As LLMs become more powerful, understanding their decision-making process becomes more critical [24]. The role of attention in interpretability has been the subject of extensive debate. While initially appealing, the notion that “attention is explanation” has been challenged by studies showing that attention weights can be uncorrelated with feature importance measures [25]. Subsequent work has provided a more nuanced view, suggesting that while not a direct explanation, attention patterns can still be a useful signal when analyzed carefully [26,27]. To move beyond raw attention, more sophisticated interpretability methods have been developed [28]. Probing techniques analyze a model’s internal representations to determine whether they encode specific linguistic or factual knowledge [29]. More recently, causal mediation analysis techniques such as locating and editing factual associations [30,31] have offered powerful ways to trace a specific model behavior (e.g., recalling a fact) back to the specific model components responsible for it.
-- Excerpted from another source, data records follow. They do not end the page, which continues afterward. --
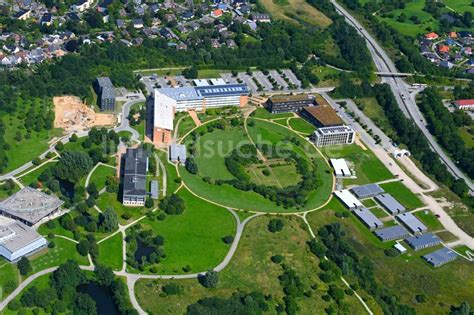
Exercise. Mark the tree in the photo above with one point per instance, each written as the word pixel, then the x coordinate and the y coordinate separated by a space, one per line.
pixel 24 266
pixel 104 275
pixel 210 279
pixel 108 220
pixel 84 305
pixel 73 165
pixel 275 225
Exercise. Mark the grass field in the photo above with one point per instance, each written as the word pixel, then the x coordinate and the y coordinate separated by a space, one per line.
pixel 51 257
pixel 251 270
pixel 367 166
pixel 99 177
pixel 429 220
pixel 212 148
pixel 301 125
pixel 110 200
pixel 193 238
pixel 110 252
pixel 408 275
pixel 403 195
pixel 25 150
pixel 295 10
pixel 32 177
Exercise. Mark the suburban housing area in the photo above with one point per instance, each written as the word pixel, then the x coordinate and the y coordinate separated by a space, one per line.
pixel 236 157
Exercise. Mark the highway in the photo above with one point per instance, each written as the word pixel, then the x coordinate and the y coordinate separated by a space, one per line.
pixel 405 100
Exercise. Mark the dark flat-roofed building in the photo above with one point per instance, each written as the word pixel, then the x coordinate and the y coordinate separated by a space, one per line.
pixel 134 177
pixel 423 241
pixel 289 103
pixel 368 218
pixel 321 116
pixel 391 233
pixel 390 204
pixel 440 257
pixel 367 191
pixel 412 223
pixel 106 93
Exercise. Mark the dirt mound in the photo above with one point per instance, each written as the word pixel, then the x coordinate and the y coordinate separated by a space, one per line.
pixel 73 115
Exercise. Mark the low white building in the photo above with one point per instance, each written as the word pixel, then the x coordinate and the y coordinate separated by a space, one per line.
pixel 18 240
pixel 348 199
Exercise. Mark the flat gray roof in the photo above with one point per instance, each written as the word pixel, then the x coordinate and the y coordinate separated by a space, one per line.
pixel 368 218
pixel 15 236
pixel 30 205
pixel 440 257
pixel 392 233
pixel 412 223
pixel 428 239
pixel 390 203
pixel 367 190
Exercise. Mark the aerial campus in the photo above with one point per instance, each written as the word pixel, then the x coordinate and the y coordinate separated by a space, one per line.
pixel 236 157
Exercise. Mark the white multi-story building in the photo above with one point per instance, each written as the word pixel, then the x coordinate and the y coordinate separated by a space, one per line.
pixel 333 136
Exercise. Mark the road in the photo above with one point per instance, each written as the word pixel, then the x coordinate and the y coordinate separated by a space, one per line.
pixel 405 101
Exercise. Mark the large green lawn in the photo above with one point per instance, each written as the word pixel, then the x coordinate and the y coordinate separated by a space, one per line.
pixel 368 168
pixel 212 148
pixel 25 150
pixel 51 257
pixel 403 195
pixel 252 270
pixel 110 252
pixel 100 174
pixel 193 238
pixel 407 275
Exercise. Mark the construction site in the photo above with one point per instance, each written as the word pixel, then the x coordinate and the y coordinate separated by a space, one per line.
pixel 73 115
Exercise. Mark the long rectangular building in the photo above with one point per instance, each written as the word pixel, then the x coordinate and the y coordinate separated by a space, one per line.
pixel 423 241
pixel 289 103
pixel 368 218
pixel 337 135
pixel 440 257
pixel 134 177
pixel 209 96
pixel 348 199
pixel 390 203
pixel 412 223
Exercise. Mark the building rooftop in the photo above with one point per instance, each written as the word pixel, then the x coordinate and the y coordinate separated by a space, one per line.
pixel 392 233
pixel 15 236
pixel 367 190
pixel 390 203
pixel 412 223
pixel 423 240
pixel 325 114
pixel 134 179
pixel 440 257
pixel 163 111
pixel 30 205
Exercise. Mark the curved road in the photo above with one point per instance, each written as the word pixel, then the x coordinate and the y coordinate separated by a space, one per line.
pixel 405 101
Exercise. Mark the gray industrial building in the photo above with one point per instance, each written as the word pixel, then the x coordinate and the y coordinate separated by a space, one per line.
pixel 440 257
pixel 368 218
pixel 106 93
pixel 367 191
pixel 177 153
pixel 412 223
pixel 423 241
pixel 135 167
pixel 390 204
pixel 391 233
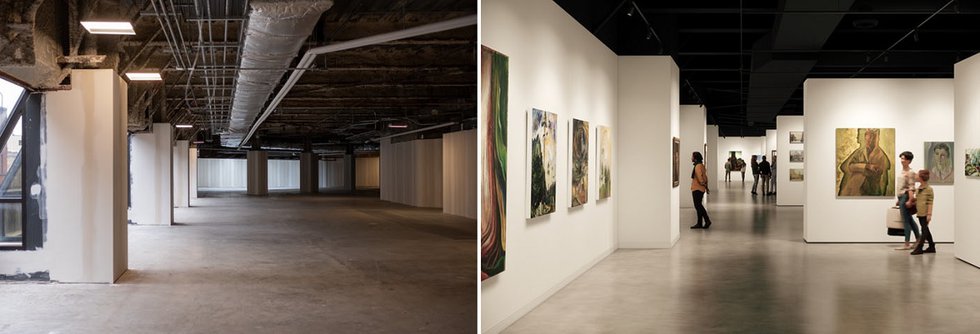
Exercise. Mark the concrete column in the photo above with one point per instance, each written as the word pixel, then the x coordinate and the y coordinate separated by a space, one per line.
pixel 192 172
pixel 258 173
pixel 181 166
pixel 308 173
pixel 152 171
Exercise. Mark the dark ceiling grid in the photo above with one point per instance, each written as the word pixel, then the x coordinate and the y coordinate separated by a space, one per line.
pixel 745 84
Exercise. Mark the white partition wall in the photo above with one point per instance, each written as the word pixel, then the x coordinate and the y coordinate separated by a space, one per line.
pixel 919 110
pixel 748 146
pixel 181 167
pixel 411 172
pixel 693 138
pixel 789 192
pixel 152 174
pixel 459 173
pixel 555 65
pixel 85 158
pixel 967 189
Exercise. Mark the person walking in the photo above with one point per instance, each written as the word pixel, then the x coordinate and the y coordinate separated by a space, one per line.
pixel 905 182
pixel 766 172
pixel 699 187
pixel 924 198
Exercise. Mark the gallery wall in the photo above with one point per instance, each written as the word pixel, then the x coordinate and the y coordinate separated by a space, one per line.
pixel 555 65
pixel 693 138
pixel 919 110
pixel 967 189
pixel 748 146
pixel 789 192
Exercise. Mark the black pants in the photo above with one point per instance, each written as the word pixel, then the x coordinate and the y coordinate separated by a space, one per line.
pixel 702 213
pixel 926 235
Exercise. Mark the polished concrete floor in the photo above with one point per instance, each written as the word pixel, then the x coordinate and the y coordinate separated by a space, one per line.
pixel 752 273
pixel 282 264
These methods are highly insightful but are often post hoc, computationally intensive, and focused on explaining localized and specific model outputs.

DAA offers a new built-in modality for interpretability. The learned attention bias is not a noisy byproduct of the attention calculation but a direct and trained signal representing the model’s learned policy for information flow. By design, it captures the directional importance that the model assigns between tokens. Visualizing these DAA biases provides a more direct and global view of the model’s internal “reasoning graph” than raw attention weights, offering a scalable and intuitive way to observe how the model constructs its arguments and dependencies without requiring complex post hoc analysis.

3. Methodology

This section provides a formal definition of DAA, details its architectural rationale, and analyzes its properties and integration within a standard transformer block.
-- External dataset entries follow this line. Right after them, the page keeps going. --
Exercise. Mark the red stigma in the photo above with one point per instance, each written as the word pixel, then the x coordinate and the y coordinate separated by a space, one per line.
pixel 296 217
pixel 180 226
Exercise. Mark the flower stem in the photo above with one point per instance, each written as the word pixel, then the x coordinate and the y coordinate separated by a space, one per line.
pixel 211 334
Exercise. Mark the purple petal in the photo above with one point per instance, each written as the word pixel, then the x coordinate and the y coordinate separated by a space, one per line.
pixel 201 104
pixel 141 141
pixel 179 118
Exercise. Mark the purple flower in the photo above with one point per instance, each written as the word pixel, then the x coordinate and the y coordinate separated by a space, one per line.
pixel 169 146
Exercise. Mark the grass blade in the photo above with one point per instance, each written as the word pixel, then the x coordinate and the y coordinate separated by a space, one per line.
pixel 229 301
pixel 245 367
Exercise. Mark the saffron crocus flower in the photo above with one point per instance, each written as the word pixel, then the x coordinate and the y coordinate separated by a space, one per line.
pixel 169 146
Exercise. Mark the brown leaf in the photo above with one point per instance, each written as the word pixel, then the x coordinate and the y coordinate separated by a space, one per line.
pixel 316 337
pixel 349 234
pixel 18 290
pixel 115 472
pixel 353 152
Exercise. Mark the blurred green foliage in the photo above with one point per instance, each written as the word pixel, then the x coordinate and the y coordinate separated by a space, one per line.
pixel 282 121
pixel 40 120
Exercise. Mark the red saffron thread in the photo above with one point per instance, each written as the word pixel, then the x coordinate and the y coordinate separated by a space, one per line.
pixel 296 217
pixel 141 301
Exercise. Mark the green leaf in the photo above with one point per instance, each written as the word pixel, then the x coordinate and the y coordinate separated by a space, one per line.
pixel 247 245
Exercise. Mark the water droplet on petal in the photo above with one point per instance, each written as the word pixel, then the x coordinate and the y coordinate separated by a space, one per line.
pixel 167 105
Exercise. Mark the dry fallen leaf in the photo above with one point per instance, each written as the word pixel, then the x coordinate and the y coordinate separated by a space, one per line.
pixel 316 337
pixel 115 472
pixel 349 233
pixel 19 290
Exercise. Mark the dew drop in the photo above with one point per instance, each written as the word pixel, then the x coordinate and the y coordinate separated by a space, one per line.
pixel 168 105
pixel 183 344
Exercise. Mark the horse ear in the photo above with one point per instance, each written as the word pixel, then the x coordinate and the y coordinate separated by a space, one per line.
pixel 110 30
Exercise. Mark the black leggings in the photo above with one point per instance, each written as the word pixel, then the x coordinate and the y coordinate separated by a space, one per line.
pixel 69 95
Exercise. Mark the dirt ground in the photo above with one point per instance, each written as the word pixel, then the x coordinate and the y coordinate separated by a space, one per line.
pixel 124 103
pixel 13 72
3.1. From Static to Dynamic Asymmetry: Core Concept

The foundation of autoregressive LLMs is the causal self-attention mechanism, where the attention weights $\mathbf{A}\in {\mathbb{R}}^{n\times n}$ are computed as

$$\mathbf{A}=\mathrm{softmax}\left({\displaystyle \frac{\mathbf{Q}{\mathbf{K}}^T}{\sqrt{d_k}}}+{\mathbf{M}}_{\mathrm{causal}}\right),$$

(1)

where $\mathbf{Q},\mathbf{K}\in {\mathbb{R}}^{n\times d_k}$ are the query and key matrices and ${\mathbf{M}}_{\mathrm{causal}}$ is a binary mask that assigns $-\infty$ to all elements $(i,j)$ with $j>i$ and assigns 0 otherwise. This enforces a hard uniform constraint on information flow.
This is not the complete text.